Very generally in statistics, we want to test an unrestricted model against a restricted model. The unrestricted model is the one which puts the fewest assumptions on the model, but hence is least powerful. Usually you can get a consistent estimate of the parameters, but not an efficient one, if certain restrictions would be valid. The restricted model makes more assumptions. It will have lower “likelihood”, but be more efficient.
Example 1: I run the unrestricted regression
y = beta*x1 + gamma*x2
and the restricted regression (the restriction being “gamma=0″)
y = beta*x1.
The second regression is more efficient if gamma really does equal zero, but is biased otherwise.
Example 2: I run the unrestricted regression
y = beta*x1 + gamma*x2 (IV)
using instrumental variables because I think x1 is endogenous, being partly caused by y. If I do this, IV will be consistent, but it is unnecessary if the restriction is added taht x1 is exogenous. Then my restricted regression is
y = beta*x1 +gamma*x2 (OLS)
The second regression is more efficient if x1 is not endogenous, but biased otherwise.
The Wald, LR, and LM tests are all ways to test the restrictions. All of them use the idea that if the restriction is unnecessary, then in large samples the restricted and unrestricted estimates will be about the same.
How do you test that? The idea of the Wald statistic is that you do a test for the hypothesis that the unrestricted parameter estimates equal particular values– the values you get from the restricted estimate. To test whether several parameter estimates equal particular values we use a Chi-Squared test. We need standard errors of the estimates for this, and we get them from our unrestricted estimate.
In Example 1, you would run the unrestricted regression, including x2, and use the standard error from the unrestricted regression to see if the parameter on x2 equals 0. That amounts to a z-test when we’re testing just one parameter, but we could use a chi-squared test to get the same answer.
The Hausman Test uses the Wald approach in Example 2. You do the IV estimate, which is consistent, and see if the parameter estimates are close to the ones you get from the OLS estimate, using the estimated variances from the IV regression.

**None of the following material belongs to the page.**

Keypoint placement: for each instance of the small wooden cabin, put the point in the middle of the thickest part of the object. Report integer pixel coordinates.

Note that our null hypothesis is that the unrestricted estimate is valid, and we are seeing if the difference in estimated parameters is too large to make that probable, so we have to include x2 in the regression, or use IV.
The LM test does the same thing, but using the estimated variances from the restricted estimate– the OLS one, in Example 2, or the regression without x2, in Example 1. The LM chi-squared statistics comes out smaller asymptotically, because it uses the more efficient (if valid) restricted estimate.
The LR test takes a different approach entirely. It compares the Likelihood of seeing this data given the estimated parameters when the estimates are chosen to maximize likelihood first under no constraints and second under the restrictions. If the restrictions are valid, the likelihoods are about the same.